Apart from the mandatory philosophy courses  I took at Boston College, I never had much to desire to read philosophy. As time passes, as technology advances, as responsibilities pile, philosophical questions like “why?” keep coming up. Tolle was the first to answer some of my questions, based on his point of view. In the past decade, Eckhart Tolle has become a world-class teacher, a great soul with a message teaching the Buddha taught: “a state of enlightenment is attainable, here and now. It is possible to live free of suffering, free of anxiety… to do this, we have to come to understand our role as the creator of our pain; our mind causes our problems not other people. Stop blaming others, stop blaming the world out there” (30), he writes, “we make the mistake of identifying with our minds, thinking that’s who we are when in fact, we are greater beings allow our minds to consume the energy within us” (42). Tolle’s words resonate within me.

 He encouraged his readers to focus on feelings and sensations with every action they make in life. Shutting the novel, I went for a walk. Of course, I had felt naked without my phone but Tolle’s words liberated my soul, I wanted to live in the present moment for just one day. It was incredibly difficult. My mind would wander, to what was due by the end of the weekend, my hand continuously crept in my pocket to feel for a vibration which signaled a text or an email… to find nothing. I kept walking until I was in the now, from 14th street to 56th when I finally started looking at the building, when my eyes were seeing instead of creating a path to dodge people coming at me. It felt as if my senses had been turned back on. 


“There is always silence underneath the noise. Silence is the stillness of the presence, the consciousness”- Eckhart Tolle 

Humans advanced technology to help us travel the globe, to help us connect more efficiently, to enhance the production of food. The world without technology sadly no longer exists. When do we the line though? Has technology outsmarted us, are we the consumers of iPhones or are we being consumed? According to Tolle’s philosophy the answer is neither black nor white. The mind may crave another three hours to browse the web and respond to emails but if you are not your mind he highlights. It is our duty to keep seeking the present state, the now, since so technology pulls us to other dimensional consciousness.
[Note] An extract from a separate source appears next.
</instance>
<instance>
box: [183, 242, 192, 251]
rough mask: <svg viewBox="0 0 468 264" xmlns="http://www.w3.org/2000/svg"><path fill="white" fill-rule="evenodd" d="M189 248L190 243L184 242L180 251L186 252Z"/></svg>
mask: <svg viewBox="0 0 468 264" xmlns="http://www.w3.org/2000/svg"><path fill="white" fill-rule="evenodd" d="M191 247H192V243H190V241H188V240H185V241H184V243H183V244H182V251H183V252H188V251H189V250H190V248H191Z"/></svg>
 Thirty minutes later, my boyfriend, Scott joined me. With a camera in hand and a passion for photography, I spoke and pointed and Scott captured. We walked from Soho to the MOMA uptown to Harlem and back down again. Two hundred blocks later and much philosophical taught, I had felt liberated and Scott was incredibly tired. (All of the pictures posted in this post are credited to him)

Four days later. My phone today is on silent in pursuit of a liberated mind. Sometimes the noise needs to be sought out for, actively, everyday. I thought my day without technology would show me how much I needed it, turns out, it showed me how much I didn’t. Without my phone, I was living in a real universe. Instead of googling what I needed my mind to cram in, I had let information come in by choice. My iPhone application may give me a fact or location the nearest Starbucks in three seconds it won’t be able to answer more fundamental questions that I seek for. Living in the Now may actually provide more answers than Siri will in the long run. But that’s just me.